平成17年度に開催される第53回大会は10月上旬に都城市のJA都城家畜市場で“種畜部門”が、追って10月下旬には高崎町の(株)ミヤチク高崎工場において“肉牛枝肉部門”が開催される。
ちょうど今の季節。県内の各地区ではこの“県共”に向けての予選が開催されている時期である。児湯地区をみてみると、この8月23日には《種畜部門》の予選が開催されている(その様子は 前回 を参照願いたい)。その3日後の8月26日。予選会場となる 児湯郡市畜産農業協同組合連合会(児湯畜連) には早朝より畜連管内から牛たちがトラックに揺れて集まってきた。

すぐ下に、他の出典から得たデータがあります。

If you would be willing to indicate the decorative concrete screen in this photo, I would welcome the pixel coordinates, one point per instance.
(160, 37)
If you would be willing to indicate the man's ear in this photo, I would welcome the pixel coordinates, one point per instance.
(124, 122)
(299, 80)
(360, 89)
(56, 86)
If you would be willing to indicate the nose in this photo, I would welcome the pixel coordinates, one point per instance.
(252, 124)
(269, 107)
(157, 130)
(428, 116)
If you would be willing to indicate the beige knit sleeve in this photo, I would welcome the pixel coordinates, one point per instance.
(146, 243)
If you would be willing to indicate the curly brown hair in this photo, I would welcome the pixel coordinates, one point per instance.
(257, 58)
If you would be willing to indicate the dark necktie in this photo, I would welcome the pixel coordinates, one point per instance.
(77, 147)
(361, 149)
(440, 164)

この予選に先立って、あらかじめ各肥育農家に県共候補牛を選定してもらい、肥育の状況、体重、加えてスキャニング(後述しますので、ちょっと待ってね)を実施した上で上位牛を選抜している。対象の32戸の農家の段階で140頭の牛がいたのが、予選に出場できた牛が52頭。これらエントリーした牛のうち、何らかの事情によって9頭が欠場した。
予選に出場したからと行って全ての牛が県共への出品資格を得るわけではない。

やはり地域の畜産技術の比較を行うという意味合い、商品としての斉一生といった事からとは思うが、「規格」というか「制限」なるものがつきまとう。

予選出場の全頭を対象にまず、体重測定が行われる。
雌牛600〜790kg、去勢牛650〜790kgと、厳しく体重制限が設けられており、これを1kgオーバーしても、ロスしても失格となるのだ。せっかくここまで手入れをして、しっかり食い込ませた牛でも関係ないのです。

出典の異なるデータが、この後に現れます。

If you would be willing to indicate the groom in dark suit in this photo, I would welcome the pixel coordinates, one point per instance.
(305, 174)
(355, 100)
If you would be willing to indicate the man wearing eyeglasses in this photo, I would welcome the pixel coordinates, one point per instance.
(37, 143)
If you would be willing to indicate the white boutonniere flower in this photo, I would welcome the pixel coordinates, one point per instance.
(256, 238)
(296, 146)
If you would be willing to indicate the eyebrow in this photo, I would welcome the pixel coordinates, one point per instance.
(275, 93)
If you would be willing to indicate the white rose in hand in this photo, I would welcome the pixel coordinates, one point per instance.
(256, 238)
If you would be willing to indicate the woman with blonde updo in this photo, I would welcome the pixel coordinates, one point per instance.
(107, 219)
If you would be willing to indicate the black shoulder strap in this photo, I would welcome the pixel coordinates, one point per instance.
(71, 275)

この日、体重オーバーで2頭、ロスで3頭の計5頭が失格となった。よって、予選は38頭で行われることとなる。
というわけで、スキャニングとなる。このスキャニングとはなんぞや・・・という話になるのであるが、わかりやすく言えば、産科にあるようなエコーのような機械である。

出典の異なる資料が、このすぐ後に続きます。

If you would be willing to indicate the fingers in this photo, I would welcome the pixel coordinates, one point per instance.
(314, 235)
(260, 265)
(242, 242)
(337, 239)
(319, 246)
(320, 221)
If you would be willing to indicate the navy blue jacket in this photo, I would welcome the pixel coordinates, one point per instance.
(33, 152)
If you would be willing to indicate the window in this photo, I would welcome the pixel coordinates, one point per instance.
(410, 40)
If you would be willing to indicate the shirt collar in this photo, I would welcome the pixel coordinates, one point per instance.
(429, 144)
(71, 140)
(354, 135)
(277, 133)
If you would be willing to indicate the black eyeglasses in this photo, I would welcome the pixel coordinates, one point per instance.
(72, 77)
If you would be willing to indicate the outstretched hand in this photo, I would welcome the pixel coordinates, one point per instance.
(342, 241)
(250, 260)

これを実際に牛の体に当てて、ちゃぁんとサシが入っている“
傾向”がみられるか客観的に確認するのだ。
さて、出品牛の画像を見てもらおうか。ちょうど前肢のすぐ後が何だかテカっていますね。

肋骨で言うと、ちょうど第6〜7肋間でして、測定がしやすいようにサラダ油をドボドボとかけてブラシでならしていきます。この時期の肥育牛はだいぶん“枯れて”きていますから、ブラシをかける度にふけや毛の固まりがぼろぼろと落ちる。念入りにブラッシングをかけて機械を当てることになる。
スキャニングのセンサーは背部から腹部にかけて。

その傍らでモニターを見ながら測定部位の確認とプリントを同時並行で行う。ちなみに測定を担当するのは宮崎県家畜改良事業団の技術員さんだ。
モニターの画像はこの項のtopの様な塩梅なのだが、画面が真っ白になった方が筋間脂肪(つまりサシ)が入っている傾向なんだとか。とは言え、端から見ているだけでは分からない。みんな一緒に見えるのですが・・・。

やはり経験が物を言うのでしょうね。
前頭スキャニングが終了すると、それぞれを比較し、脂肪交雑がより入っていると推測される個体を選出していく。この時、県共の規則で1農家1頭という出品の決まり事があることから、予選に複数の出場がある農家については事前に比較を行って、より良いと思われる個体に絞り込んでいくこととなる。

ただこの方法を用いても、例えばA牛とB牛がいたとして、測定値が全くの同一となってしまった時には従来の成体審査で詳しく判断するしかない。今回もスキャニングの結果が同等・・・となってしまい、2頭を実際に並べて比較をすることとなった。
肩の肉の乗り、脂肪の具合、全体的な外貌のバランス・・・。このような部分をみているのだろうが、やはり経験を積まないと見えない部分(=枝肉の内容)の判断は難しい。素人の私には、ただぱっと見で「こっちが良いかな・・・。」などと無責任なことを考えてしまう(口には出しませんけどね)。このようにして技術員による比較審査により残る1頭も無事選出された。

このようにして児湯郡からの県共出品牛15頭が選出(併せて補欠牛2頭も選出されている)。10月下旬に開催される本線に備えるのである。